How does Sawmill compute session information, like total sessions, repeat visitors, paths through the site, entry pages, exit pages, time spent per page, etc.?

Short Answer

Sawmill uses the visitor id field to identify unique visitors. It decides that a new session has begun if a visitor has been idle for 30 minutes.

Long Answer

Sawmill computes session information by tracking the page, date/time, and visitor id (which is usually the originating hostname) for each page view in the log data. When a session view is requested, it processes all of these page views at the time of the request, ignoring those that are filtered out by filters on the page or date/time fields. All other hits are included-- filters on other fields are ignored in session information.

Sawmill groups the hits into initial sessions based on the visitor id-- it start by assuming that each visitor contributed one session. It sorts the hits by date so it has a click-by-click record of the movement of each visitor.

Then it splits the sessions, using the customizable session timeout interval (30 minutes by default). Since there is no real "log out" operation in HTTP, there is no way for Sawmill to know the real time that a user leaves the site; it can only guess by assuming that if they didn't click anything for 30 minutes, they must have left and come back. The split step, then, increases the number of sessions, resulting in possibly more than one session per visitor.

Finally, Sawmill discards sessions based on the Session Filters (which you can set in the Session Filters bar at the top of the statistics). The session filters can be set to discard all sessions except those from a particular visitor, or they can be set to discard all sessions except those which go through a particular page.
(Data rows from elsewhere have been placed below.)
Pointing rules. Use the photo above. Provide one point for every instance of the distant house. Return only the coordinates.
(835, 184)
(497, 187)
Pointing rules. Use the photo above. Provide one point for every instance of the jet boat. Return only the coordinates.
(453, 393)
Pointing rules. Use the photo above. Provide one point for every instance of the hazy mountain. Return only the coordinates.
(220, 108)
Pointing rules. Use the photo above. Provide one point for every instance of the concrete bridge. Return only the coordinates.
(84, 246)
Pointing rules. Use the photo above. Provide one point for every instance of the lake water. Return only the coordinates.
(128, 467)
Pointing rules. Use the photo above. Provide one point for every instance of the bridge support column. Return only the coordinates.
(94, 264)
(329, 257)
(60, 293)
After that, Sawmill is ready to generate the statistics reports. The "Sessions Overview" report is generated by examining the sessions in various ways (for instance, the repeat visitors number is the number of visitors which have more than one session; i.e. those whose sessions were "split" by the timeout interval). The "enty pages" and "exit pages" report is generated by tabulating the first and last pages of every session. The "session pages" report is generated by finding every occurrence of each page in any session, computing how long it was from then until the next page in that session (exit pages are considered to have zero time spent per page), and tabulating the results for all pages to compute time per page and other statistics. The "paths (clickstreams)" report shows all the sessions in a single expandable view.